On the Statistical Testing of RC6
Jakob Jonsson1, Jan-Ove Larsson1, and Matthew J.B. Robshaw2
1
RSA Security, Arenav¨gen 29, SE-121 29 Stockholm a {jjonsson,jlarsson}@rsasecurity.com 2 88 Hadyn Park Road, London, W12 9AG mrobshaw@supanet.com
Abstract. Following publication of NIST results on the statistical testing of the AES first round candidates, we provide the results of our own statistical testing on RC6.
1
Introduction
NIST has published a document [3] called “Randomness testing of the AES Candidate Algorithms”. The aim of this statistical testing is to verify the suitability of the different AES candidates as the basis of a pseudo-random number generator. Of course, to be an acceptable candidate to the AES process, we would expect a candidate algorithm to pass such statistical testing. In the NIST report [3] two of the five finalists, RC6 and Twofish, were initially singled out as having some non-random behavior. Later testing established that these effects were in fact consistent with both algorithms having perfectly reasonable behavior and the test failures were deemed a “statistical” effect. The purpose of this note is to report on some additional testing of the RC6 algorithm [2] that we performed that seemed to confirm this view. While we would have been very surprised to find any true statistical weakness in the behavior of RC6, we felt that any lingering suspicion among the cryptographic community might best be dispelled by thorough testing and extensive replication of the NIST experiments.
2
NIST’s methodology
The NIST document [3] is unfortunately a little unclear with regards to details at times, and as a consequence much of the material for this section has been obtained after much consultation with the author of the NIST report. We are therefore extremely grateful for Juan Soto’s continued patience in answering our numerous emails! For each algorithm, nine different sets of data were generated. We will denote these by D1 , . . ., D9 . Each of these sets of data was then tested using a set of statistical tests that were based around 15 basic tests. The actual number of tests applied varies between 59 and 187 and depends on the data sets under consideration. Since these details are of little importance with regards to this note, we will denote the number of tests by a and list the tests as T1 , . . ., Ta .
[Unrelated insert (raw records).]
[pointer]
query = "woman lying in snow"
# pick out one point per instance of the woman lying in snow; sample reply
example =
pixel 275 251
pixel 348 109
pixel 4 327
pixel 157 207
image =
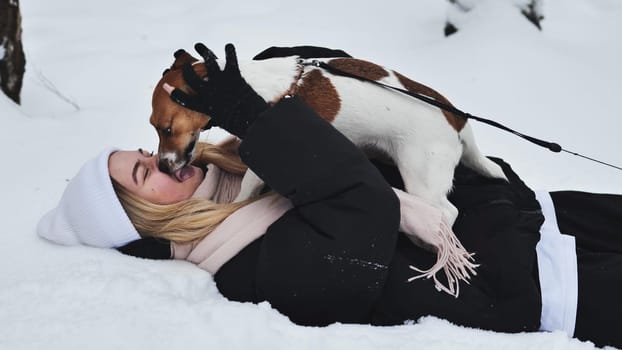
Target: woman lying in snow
pixel 325 243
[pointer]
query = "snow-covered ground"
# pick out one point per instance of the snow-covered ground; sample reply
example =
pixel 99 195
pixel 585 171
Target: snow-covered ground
pixel 91 68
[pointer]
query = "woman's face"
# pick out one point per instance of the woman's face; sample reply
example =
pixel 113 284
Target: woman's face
pixel 138 172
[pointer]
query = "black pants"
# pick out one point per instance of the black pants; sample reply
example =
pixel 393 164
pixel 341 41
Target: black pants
pixel 595 220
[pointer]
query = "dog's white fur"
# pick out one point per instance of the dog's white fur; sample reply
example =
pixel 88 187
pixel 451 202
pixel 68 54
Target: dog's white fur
pixel 417 136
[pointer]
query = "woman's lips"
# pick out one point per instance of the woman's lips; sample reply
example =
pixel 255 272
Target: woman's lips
pixel 184 173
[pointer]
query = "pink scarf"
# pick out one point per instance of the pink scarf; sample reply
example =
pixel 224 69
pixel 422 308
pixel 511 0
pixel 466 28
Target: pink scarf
pixel 421 222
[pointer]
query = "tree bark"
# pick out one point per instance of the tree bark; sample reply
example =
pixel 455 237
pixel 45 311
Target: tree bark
pixel 12 59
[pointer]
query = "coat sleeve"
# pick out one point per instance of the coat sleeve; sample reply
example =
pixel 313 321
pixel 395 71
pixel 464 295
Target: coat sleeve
pixel 326 260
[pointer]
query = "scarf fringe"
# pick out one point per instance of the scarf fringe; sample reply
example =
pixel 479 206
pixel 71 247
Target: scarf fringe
pixel 453 259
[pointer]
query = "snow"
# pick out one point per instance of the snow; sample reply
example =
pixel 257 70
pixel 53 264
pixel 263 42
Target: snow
pixel 91 67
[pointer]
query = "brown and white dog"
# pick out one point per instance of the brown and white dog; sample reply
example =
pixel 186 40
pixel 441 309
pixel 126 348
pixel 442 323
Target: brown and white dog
pixel 424 142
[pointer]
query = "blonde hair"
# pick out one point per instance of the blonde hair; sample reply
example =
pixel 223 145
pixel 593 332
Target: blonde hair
pixel 191 219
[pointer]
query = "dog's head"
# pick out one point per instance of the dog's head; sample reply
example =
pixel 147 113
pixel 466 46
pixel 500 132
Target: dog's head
pixel 178 128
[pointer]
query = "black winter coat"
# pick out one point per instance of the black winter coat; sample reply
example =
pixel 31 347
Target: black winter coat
pixel 337 256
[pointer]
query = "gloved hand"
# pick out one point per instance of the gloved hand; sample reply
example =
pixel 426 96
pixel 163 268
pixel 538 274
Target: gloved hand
pixel 225 96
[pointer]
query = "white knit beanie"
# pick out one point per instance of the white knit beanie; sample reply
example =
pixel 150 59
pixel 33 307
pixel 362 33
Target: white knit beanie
pixel 89 212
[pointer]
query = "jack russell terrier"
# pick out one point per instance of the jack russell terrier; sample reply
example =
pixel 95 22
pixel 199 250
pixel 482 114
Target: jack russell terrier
pixel 424 142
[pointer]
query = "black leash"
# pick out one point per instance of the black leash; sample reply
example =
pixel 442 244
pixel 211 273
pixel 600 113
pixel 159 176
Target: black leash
pixel 552 146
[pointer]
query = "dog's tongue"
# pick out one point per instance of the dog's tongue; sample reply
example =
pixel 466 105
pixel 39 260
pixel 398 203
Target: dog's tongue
pixel 184 173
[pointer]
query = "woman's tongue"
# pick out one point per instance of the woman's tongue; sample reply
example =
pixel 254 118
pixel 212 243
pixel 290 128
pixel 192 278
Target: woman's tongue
pixel 184 173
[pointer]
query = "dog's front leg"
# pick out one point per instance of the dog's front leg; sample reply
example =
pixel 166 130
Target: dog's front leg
pixel 251 186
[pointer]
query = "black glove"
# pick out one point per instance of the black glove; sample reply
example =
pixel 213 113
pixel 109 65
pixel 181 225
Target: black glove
pixel 225 96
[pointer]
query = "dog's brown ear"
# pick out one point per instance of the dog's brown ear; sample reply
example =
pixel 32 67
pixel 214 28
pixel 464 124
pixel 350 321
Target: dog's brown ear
pixel 181 57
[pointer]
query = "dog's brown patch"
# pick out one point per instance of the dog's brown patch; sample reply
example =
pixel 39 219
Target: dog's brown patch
pixel 184 123
pixel 320 94
pixel 455 121
pixel 359 67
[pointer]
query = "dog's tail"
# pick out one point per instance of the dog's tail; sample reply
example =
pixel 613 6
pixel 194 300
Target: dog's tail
pixel 474 159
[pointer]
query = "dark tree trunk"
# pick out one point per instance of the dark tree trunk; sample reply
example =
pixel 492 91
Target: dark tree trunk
pixel 531 9
pixel 12 60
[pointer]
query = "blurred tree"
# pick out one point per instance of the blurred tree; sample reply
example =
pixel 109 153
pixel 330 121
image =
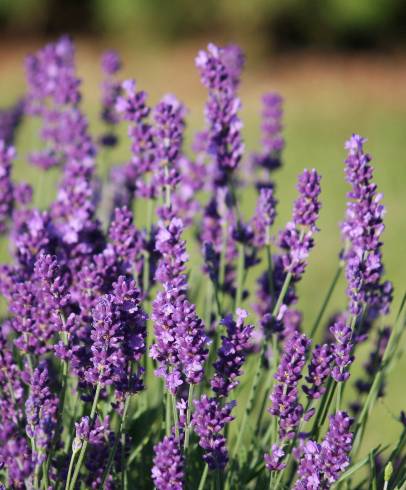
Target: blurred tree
pixel 275 24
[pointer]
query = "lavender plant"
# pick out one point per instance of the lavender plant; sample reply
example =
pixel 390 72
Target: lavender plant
pixel 128 359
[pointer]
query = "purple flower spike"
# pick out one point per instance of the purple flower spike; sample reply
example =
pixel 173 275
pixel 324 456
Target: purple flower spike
pixel 231 355
pixel 319 371
pixel 168 470
pixel 111 62
pixel 322 464
pixel 285 397
pixel 264 218
pixel 224 125
pixel 307 207
pixel 118 335
pixel 363 228
pixel 209 419
pixel 272 139
pixel 296 239
pixel 273 460
pixel 132 104
pixel 342 350
pixel 40 409
pixel 7 155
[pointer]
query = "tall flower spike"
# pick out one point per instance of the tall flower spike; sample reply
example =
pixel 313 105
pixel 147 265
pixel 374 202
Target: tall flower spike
pixel 363 228
pixel 296 239
pixel 322 464
pixel 209 419
pixel 168 470
pixel 118 336
pixel 7 154
pixel 41 409
pixel 231 355
pixel 319 371
pixel 285 397
pixel 224 125
pixel 272 139
pixel 264 217
pixel 342 350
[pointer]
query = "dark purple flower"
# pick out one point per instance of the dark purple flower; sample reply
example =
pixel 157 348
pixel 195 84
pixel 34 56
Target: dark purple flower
pixel 322 464
pixel 264 217
pixel 307 206
pixel 132 104
pixel 40 410
pixel 7 155
pixel 342 350
pixel 272 139
pixel 171 267
pixel 319 371
pixel 118 336
pixel 274 460
pixel 127 241
pixel 232 353
pixel 296 239
pixel 208 421
pixel 224 125
pixel 111 62
pixel 285 397
pixel 168 470
pixel 362 229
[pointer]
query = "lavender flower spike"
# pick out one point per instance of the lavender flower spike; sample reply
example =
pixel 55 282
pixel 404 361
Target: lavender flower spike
pixel 264 218
pixel 285 397
pixel 168 470
pixel 272 139
pixel 296 239
pixel 231 355
pixel 209 419
pixel 363 228
pixel 322 464
pixel 342 350
pixel 41 408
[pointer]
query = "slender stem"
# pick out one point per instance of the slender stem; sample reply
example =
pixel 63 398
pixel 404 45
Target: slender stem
pixel 167 186
pixel 203 477
pixel 83 449
pixel 175 415
pixel 71 462
pixel 326 301
pixel 255 379
pixel 240 273
pixel 116 439
pixel 270 270
pixel 188 415
pixel 222 265
pixel 168 415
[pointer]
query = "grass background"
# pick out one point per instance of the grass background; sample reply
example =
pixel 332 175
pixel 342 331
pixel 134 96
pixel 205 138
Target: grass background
pixel 326 99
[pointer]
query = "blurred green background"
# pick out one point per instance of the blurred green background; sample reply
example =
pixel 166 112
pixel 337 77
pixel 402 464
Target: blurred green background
pixel 340 65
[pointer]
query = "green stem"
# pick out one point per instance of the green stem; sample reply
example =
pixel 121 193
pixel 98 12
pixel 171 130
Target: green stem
pixel 270 269
pixel 255 380
pixel 240 273
pixel 188 415
pixel 222 265
pixel 168 415
pixel 83 449
pixel 116 439
pixel 203 477
pixel 326 301
pixel 175 415
pixel 71 462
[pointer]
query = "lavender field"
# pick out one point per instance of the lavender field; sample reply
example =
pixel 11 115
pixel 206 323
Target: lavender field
pixel 202 275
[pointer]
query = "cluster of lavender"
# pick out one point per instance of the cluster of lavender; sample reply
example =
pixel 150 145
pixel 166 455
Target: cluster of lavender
pixel 122 362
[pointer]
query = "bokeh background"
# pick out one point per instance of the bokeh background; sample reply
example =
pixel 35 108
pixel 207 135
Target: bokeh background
pixel 339 64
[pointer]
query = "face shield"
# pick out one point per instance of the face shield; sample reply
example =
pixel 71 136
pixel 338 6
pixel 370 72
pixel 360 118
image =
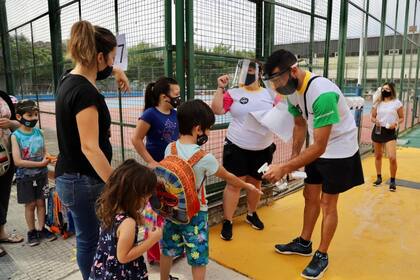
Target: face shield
pixel 247 72
pixel 281 82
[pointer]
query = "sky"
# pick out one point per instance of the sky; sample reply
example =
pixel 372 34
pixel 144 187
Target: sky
pixel 231 22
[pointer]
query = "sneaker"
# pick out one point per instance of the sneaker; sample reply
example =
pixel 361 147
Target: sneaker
pixel 392 187
pixel 226 233
pixel 378 181
pixel 317 266
pixel 295 248
pixel 254 221
pixel 46 235
pixel 32 238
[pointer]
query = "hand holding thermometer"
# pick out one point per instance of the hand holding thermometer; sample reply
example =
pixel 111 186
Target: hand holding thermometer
pixel 282 184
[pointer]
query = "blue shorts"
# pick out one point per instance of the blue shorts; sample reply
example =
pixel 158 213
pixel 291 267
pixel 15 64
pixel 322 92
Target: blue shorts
pixel 193 238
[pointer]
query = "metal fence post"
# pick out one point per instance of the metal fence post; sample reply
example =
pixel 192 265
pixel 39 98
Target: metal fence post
pixel 34 73
pixel 407 9
pixel 168 39
pixel 258 29
pixel 5 43
pixel 56 44
pixel 120 106
pixel 364 72
pixel 416 83
pixel 269 11
pixel 381 42
pixel 180 50
pixel 311 36
pixel 328 38
pixel 189 25
pixel 342 43
pixel 394 44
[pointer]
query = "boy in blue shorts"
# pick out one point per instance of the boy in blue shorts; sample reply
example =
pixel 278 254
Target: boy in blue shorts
pixel 195 118
pixel 28 149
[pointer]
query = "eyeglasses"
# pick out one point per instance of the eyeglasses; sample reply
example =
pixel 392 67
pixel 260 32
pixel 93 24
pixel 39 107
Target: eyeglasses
pixel 267 77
It is important to realize, that in testing a data set Di (which might be considered as one enormously long sequence) the data set was divided into a set of 128, 300, or 384 sub-sequences. Once again, the exact number depends on the data set under consideration. During testing with test Tj , the data set Di is generated and used to provide b sequences Si,1 , . . ., Si,b . Each run of the test Tj on each sequence provides a pass/fail decision (where this pass/fail test is made at the 1% significance level) and the overall number of pass/fail tests for the b sequences is summed. Provided the total falls under some bound that is given in [3], the data set Di is deemed to have passed the statistical test Tj . It is not the purpose of this note to comment on the suitability of the tests that were performed, or to comment on the style of analysis [1]. Instead, we note from [3] that there are three combinations of data set and test for which RC6 was initially thought to display non-random behavior. Here we describe the results of additional and extensive testing of RC6 with regards to these particular test and data sets.
3
NIST results on three specific tests
The three potentially anomalous results reported for RC6 were for the following data sets and tests. 1. Three templates in the non-periodic template test for the data set described as 128-bit key avalanche. The templates were 01011011, 010111011, and 110001010. 2. The frequency test for the data set described as high density plaintext. 3. The cumulative sum (forward) test for the data set described as high density plaintext. 3.1 The 128-bit key avalanche data set
The data sets Di is constructed as follows. 24, 576 keys are chosen at random. For each key, the all-zero plaintext is encrypted with one of the 128 perturbed keys where a perturbed key is the base key with one of the 128 bits flipped. The resultant ciphertext for the perturbed key is then xored with the ciphertext that results from encryption using the base key. Thus, each of 24, 576 keys yields 128 perturbed keys with which 128 bits (one output block) are generated. In total there are 24, 576 × 214 bits that are generated to form the data set. To perform the test, the data set Di is considered as 384 separate sequences Si,j (1 ≤ j ≤ 384). Each sequence Si,j consists of 64 × 128 × 128 = 220 bits. The specified test is applied to all these sequences, and if there are more than nine failures3 a note is made.
3
See Section 5 for more detailed discussion on this issue.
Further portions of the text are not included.